The evolution of neurons in vitro: From 2-D to 3-D

International School of Advanced Studies (SISSA)

Knowledge of the brain (as well as neural engineering technologies) benefits greatly from the possibility of growing networks of live and functioning neurons. Today, neuronal cultures are essentially two-dimensional (they develop on a flat surface like a classic "Petri dish") even though, as is intuitive, the most "natural" condition for a neuron and neural network would be to grow and live in a three-dimensional space. All attempts to date to create 3D cultures have basically been multiple layers of 2D cultures. The structure created by a team coordinated by Laura Ballerini from SISSA is the first to be genuinely three-dimensional, with functioning neurons and astrocytes (for "several weeks").

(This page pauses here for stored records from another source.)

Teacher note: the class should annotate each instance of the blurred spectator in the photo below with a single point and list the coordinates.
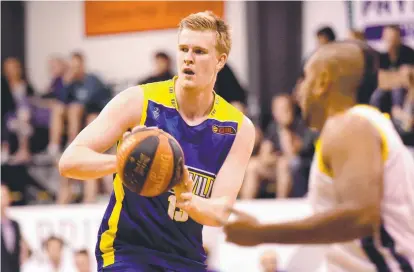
(57, 68)
(82, 261)
(25, 252)
(325, 35)
(162, 69)
(16, 113)
(403, 113)
(84, 95)
(228, 87)
(269, 261)
(398, 57)
(53, 258)
(10, 236)
(285, 153)
(356, 35)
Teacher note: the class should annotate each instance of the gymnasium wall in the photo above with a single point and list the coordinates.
(320, 13)
(58, 27)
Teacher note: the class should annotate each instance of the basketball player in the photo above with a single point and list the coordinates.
(164, 233)
(362, 177)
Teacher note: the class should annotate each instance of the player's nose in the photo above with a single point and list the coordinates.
(188, 58)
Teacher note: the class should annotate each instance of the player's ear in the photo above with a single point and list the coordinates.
(221, 62)
(323, 83)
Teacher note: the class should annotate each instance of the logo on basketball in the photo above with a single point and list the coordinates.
(142, 164)
(223, 130)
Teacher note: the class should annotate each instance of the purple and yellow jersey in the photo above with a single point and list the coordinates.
(153, 230)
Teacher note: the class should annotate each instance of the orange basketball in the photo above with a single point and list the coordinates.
(150, 162)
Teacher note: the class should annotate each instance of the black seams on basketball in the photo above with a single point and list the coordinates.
(139, 162)
(150, 162)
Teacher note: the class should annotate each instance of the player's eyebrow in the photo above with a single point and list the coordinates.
(197, 47)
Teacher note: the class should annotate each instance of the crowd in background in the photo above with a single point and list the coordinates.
(37, 128)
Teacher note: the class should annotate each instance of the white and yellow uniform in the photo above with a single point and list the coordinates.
(392, 248)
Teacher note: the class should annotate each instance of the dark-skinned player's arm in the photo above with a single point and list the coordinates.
(214, 211)
(84, 158)
(352, 149)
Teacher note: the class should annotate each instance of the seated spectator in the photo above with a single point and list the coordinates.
(53, 258)
(356, 35)
(397, 57)
(83, 95)
(279, 157)
(16, 112)
(228, 86)
(57, 67)
(10, 236)
(325, 35)
(80, 100)
(162, 69)
(403, 114)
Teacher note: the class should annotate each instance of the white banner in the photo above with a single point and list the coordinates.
(78, 226)
(372, 16)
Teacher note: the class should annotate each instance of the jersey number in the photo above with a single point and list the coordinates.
(180, 215)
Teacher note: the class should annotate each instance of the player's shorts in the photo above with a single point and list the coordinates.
(135, 267)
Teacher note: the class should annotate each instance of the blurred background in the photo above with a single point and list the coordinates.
(54, 54)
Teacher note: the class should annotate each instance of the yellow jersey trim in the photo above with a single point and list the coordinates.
(108, 237)
(164, 93)
(322, 167)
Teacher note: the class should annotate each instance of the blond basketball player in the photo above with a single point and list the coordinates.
(362, 178)
(164, 233)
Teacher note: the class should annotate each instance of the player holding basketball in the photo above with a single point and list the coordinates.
(164, 233)
(362, 177)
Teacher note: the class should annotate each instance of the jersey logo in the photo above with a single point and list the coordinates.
(203, 182)
(223, 130)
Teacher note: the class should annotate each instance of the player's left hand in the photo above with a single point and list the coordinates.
(244, 230)
(184, 192)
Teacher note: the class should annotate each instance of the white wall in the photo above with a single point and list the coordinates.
(320, 13)
(57, 27)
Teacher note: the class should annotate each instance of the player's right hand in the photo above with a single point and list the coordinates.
(134, 130)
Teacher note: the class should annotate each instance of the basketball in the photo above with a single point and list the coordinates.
(150, 162)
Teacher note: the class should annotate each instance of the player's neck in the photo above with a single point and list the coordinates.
(340, 105)
(194, 104)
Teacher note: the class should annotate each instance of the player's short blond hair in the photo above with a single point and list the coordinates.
(207, 20)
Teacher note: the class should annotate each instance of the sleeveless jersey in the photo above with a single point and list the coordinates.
(153, 229)
(392, 249)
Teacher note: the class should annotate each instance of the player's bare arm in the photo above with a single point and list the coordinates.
(84, 158)
(213, 211)
(352, 150)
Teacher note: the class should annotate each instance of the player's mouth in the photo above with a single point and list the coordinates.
(188, 72)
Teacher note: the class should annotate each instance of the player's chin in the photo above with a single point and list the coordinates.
(188, 84)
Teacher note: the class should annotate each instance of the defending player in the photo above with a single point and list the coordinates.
(164, 233)
(362, 177)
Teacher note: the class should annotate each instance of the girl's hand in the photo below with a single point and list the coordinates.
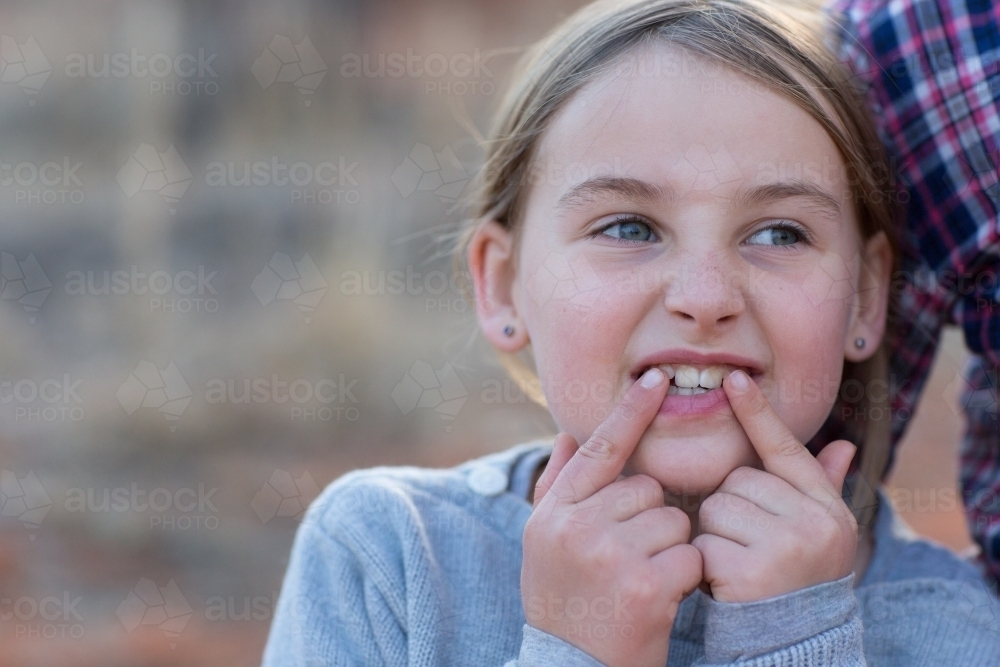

"We used a elastomeric scaffold, a kind of sponge, on which we then cultured the neurons". Ballerini and her SISSA team (Rossana Rauti and Denis Scaini) worked in close collaboration with the group headed by Maurizio Prato of the University of Trieste (in particular Susanna Bosi, co-first author of the study). Ballerini and Prato have been working together on the study of the interfaces between neurons and nanomaterials for several years.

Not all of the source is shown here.